Parallel course: Researchers help ease transition to parallel programming

Parallel course
An image of a Quad-Core AMD Opteron processor. Courtesy of AMD

( -- In 1995, a good computer chip had a clock speed of about 100 megahertz. Seven years later, in 2002, a good computer chip had a clock speed of about three gigahertz -- a 30-fold increase. And now, seven years later, a good computer chip has a clock speed of... still about three gigahertz.
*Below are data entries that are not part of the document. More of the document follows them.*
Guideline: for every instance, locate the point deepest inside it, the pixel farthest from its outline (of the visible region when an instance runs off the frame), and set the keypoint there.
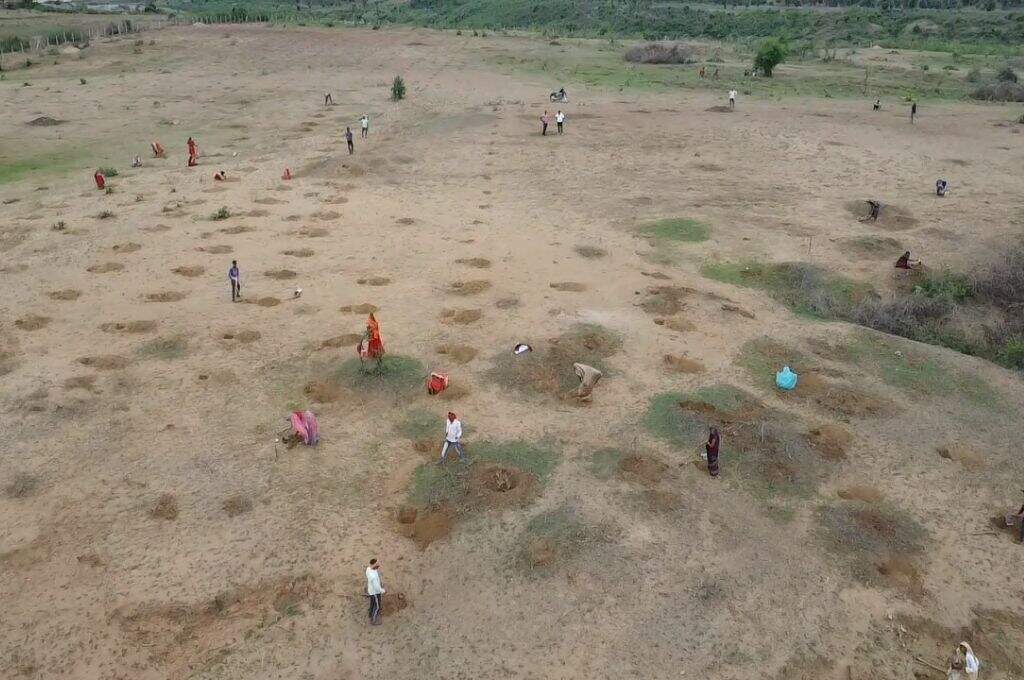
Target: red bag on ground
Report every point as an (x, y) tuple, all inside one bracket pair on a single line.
[(436, 383)]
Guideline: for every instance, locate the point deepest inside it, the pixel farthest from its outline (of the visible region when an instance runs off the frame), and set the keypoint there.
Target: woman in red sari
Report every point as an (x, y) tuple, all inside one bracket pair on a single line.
[(712, 448)]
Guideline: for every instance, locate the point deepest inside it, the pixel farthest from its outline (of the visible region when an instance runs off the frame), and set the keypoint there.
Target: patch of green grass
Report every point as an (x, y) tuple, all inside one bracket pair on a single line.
[(676, 229), (806, 289), (397, 373), (901, 365), (604, 462), (165, 348), (52, 163)]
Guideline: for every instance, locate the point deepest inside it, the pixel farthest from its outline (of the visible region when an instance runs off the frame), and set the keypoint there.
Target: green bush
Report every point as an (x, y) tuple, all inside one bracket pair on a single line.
[(770, 54), (397, 89)]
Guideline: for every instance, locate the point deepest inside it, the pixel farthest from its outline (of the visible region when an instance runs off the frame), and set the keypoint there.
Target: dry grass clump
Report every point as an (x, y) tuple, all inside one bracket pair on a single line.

Four or five years ago, chip makers realized that they couldn't make chips go much faster, so they adopted a new strategy for increasing computers' power: putting multiple "cores," or processing units, on each chip. In theory, a chip with two cores working in parallel can accomplish twice as much as a chip with one core. But software developers tend to see their programs as lists of sequential instructions, and they've had trouble breaking up those instructions in ways that take advantage of parallel processing. Professor of Computer Science and Engineering Saman Amarasinghe and his colleagues at MIT's Computer Science and Lab are giving them a hand.

In the past, computer science researchers had hoped that sequential programs could be converted into parallel programs automatically. "I spent a good part of my life trying to do that," says Amarasinghe. But Amarasinghe has now come to the conclusion that "if you want to get parallel performance, you have to start writing parallel code." At a high level, he believes, programmers will need to specify which tasks performed by their programs can run concurrently.

"Just writing anything parallel doesn't mean that it's going to run fast," Amarasinghe says. "A lot of parallel programs will actually run slower, because you parallelize the wrong place." And determining when to parallelize, and which cores to assign which tasks, is something that computers can do automatically, Amarasinghe believes.

Amarasinghe divides his group's work on multicore computing into two categories: tools to ease programmers' transition to parallel programming and tools to improve programs' performance once that transition is complete.

Predictable parallelism

The first set of tools addresses one of the central difficulties of parallel programming: if several tasks are assigned to separate cores, there's no way to be sure which will be completed first. Most of the time, that's not a problem. But occasionally, different cores have to access the same resource — updating the same stored value, for instance, or sending data to the monitor. Depending on which core reaches the resource first, the program's behavior could be quite different. Even given the exact same inputs, a multicore program may not execute in quite the same way twice in a row.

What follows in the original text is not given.